Life near Gap was lonely at times for Ray Stern. There weren’t many other kids around.

For a boy who loved sports, that meant having to improvise. He invented ways to play games all by himself.

Stern took a rubber ball and threw it against the barn. Or he tossed the ball into the air, hit it and chased it down.

“If I was lucky enough to have 2-3 balls,” he said, “I wouldn’t have to go get it every time.”

These were the humble beginnings of a two-sport standout at Pequea Valley and a legendary coach at Garden Spot.

Stern was an All-American soccer player at Elizabethtown College and coached soccer and baseball in New Holland for more than three decades.

Sports grabbed the attention of a career math teacher and became part of his world. Stern will be inducted into the Lancaster-Lebanon League Hall of Fame, along with Jeff Roth, Ruth Bicking and Norbie Danz, before the girls basketball championship game at Manheim Township Friday night.

Before he was a hard-nosed coach who loved to share a laugh with his players, he was the kid who never wanted to leave the field.

“I was really upset when the coach called practice,” Stern said. “I just wanted to keep playing.”

Good timing followed Stern throughout his playing days. He was part of two district winning soccer teams at Pequea Valley and three conference championship teams at E-town.

Stern was a midfielder on the pitch and an outfielder on the diamond. Once he put away his cleats, he became a fixture at the school that was once his biggest rival.

“He was a tough coach,” said Bob Scotten, who played for Stern and worked as his assistant. “You didn’t want to mess with Ray Stern. You toed the line. He demanded a lot of respect and he got it. Because he was good at what he did.”

A teaching job brought Stern to Garden Spot. It was an ironic place for him to end up. Pequea Valley and Garden Spot didn’t care much for each other in those days.

One time they had an alumni soccer game at Paradise Park, with about 2,000 spectators. Stern, already Garden Spot’s coach, suited up for PV. No matter which team he represented, he couldn’t win.

“When they announced the players,” he said with a laugh, “I got booed from both sides.”

Garden Spot became Stern’s home. He was the head soccer coach for 17 seasons after spending 13 as an assistant. He was the baseball coach for 31 seasons and won championships in four decades.

“Ray wanted to win as badly as anybody did,” said Ted Ansel, a pitcher for Garden Spot’s 1968 league championship team. “He never asked anything of one of his players that he wasn’t willing to do himself.”

All Stern wanted during his formative years was to become a teacher and a coach. He fulfilled both dreams in one place.

The teams he coached had a family element to them. They provided memories and connections that continue to this day.

“The best thing about coaching is the kids and the lessons you can teach for life,” Stern said. “The truth of the matter is most of the friends I associate with now, chances are I coached them. It’s a lasting thing.”

Garden Spot enjoyed some of its greatest athletic success on Stern’s watch. He guided the Spartans to back-to-back appearances in the PIAA soccer semifinals in 1984 and 1985.

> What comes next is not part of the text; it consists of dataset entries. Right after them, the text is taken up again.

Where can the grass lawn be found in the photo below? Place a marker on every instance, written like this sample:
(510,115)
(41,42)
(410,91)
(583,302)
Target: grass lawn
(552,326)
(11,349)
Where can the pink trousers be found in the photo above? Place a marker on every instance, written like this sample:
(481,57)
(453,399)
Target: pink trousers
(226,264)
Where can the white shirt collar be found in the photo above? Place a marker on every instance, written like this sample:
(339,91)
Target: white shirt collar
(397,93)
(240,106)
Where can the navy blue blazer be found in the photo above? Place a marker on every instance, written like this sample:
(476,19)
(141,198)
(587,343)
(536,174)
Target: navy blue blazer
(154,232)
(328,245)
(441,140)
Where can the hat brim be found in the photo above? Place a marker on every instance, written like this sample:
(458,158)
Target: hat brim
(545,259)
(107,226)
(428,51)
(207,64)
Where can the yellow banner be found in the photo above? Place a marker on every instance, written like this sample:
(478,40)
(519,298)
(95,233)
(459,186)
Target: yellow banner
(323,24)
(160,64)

School dismissed early and buses full of students traveled to those games and supported those teams. It became a community event.

“That was something special,” Scotten said. “That was inspiring back then. We’re out there warming up and we see bus after bus coming in with all of our fans.”

The final tally for Stern was 114 wins in soccer and 291 in baseball before retiring after the 1997 school year. He won seven section championships in baseball.

Stern said he considered himself lucky to be surrounded by such talented athletes. They considered themselves lucky to have Stern as their coach.

“He was the bumper on the bowling alley,” Ansel said. “He taught us what we needed to be an excellent teammate.”

Although he had a chance to return to Pequea Valley late in his coaching career, Stern remained at Garden Sport and the rivalry faded as the years passed.

Stern remains a link to glory days at both schools. Championships are not the primary reason he’ll be remembered.

“If there was one legacy, it’d be how many lifelong friends and acquaintances he had,” Scotten said, “from all the coaching he did.”

Ansel summed up his feelings for his former coach and longtime friend in one sentence.

“My life is better,” he said, “with Ray Stern in it.”